One from Seth Godin:
So I guess my advice would be to either build your product and network along the way to align with exactly what the middlemen want... or reject them and live/thrive without them. It's the middle ground that's really frustrating.
His argument, perpetually, is "build a good product and people will come." His idea is simple and his delivery is honest. You don't have to be a product guru or market trend god to determine whether a product is good or not. You can decide for yourself. Once you truly DECIDE (i.e., you KNOW your product is great, end of discussion), now you're in a position to move and set your own rules.
The same goes for YOURSELF. Once you truly decide that you, as a product, are great, it becomes much easier to distribute yourself. Because we are all, in the end, marketable products ;)
How about something a little more... vintage. Benjamin Rush was a leading physician cum major political factor in the late 1700's. He wrote an essay in 1773 refuting the idea of slavery, an essay that foreshadows how enlightened people today think about racial differences (i.e. different is not synonymous with inferior). The essay, "The Pennsylvanian," is a great read but one quote jumps out at me as important to remember today:
No manufactory can ever be of consequence enough to society to admit the least violation of the Laws of justice or humanity.

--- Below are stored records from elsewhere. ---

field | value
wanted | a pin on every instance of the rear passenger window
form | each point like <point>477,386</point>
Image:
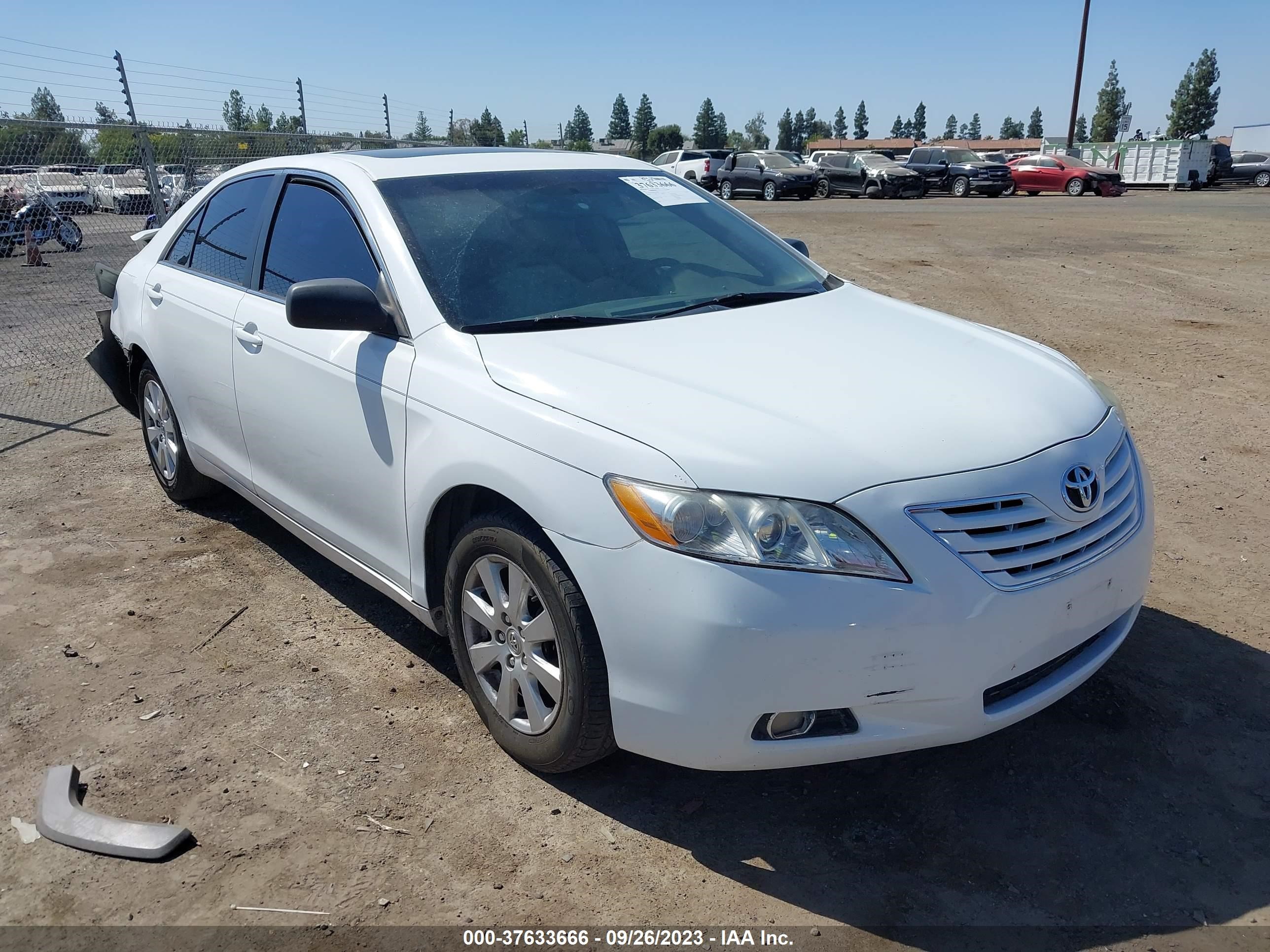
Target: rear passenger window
<point>314,237</point>
<point>224,245</point>
<point>184,243</point>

What B. Rush just said is that industry and business are not to be considered more important than human rights. Because a pharmaceutical company makes compounds that help people does not let it off the hook for questionable marketing pratices. Because a car manufacturer promotes itself as safe and efficient does not absolve it from resisting fleet-wide MPG increases. Because a clothing manufacturer makes inexpensive clothes does not release it from the responsibility to take care of its employees, regardless of where they live.
Remember that your money isn't just a ticket to more stuff, it's a vote. Choose wisely.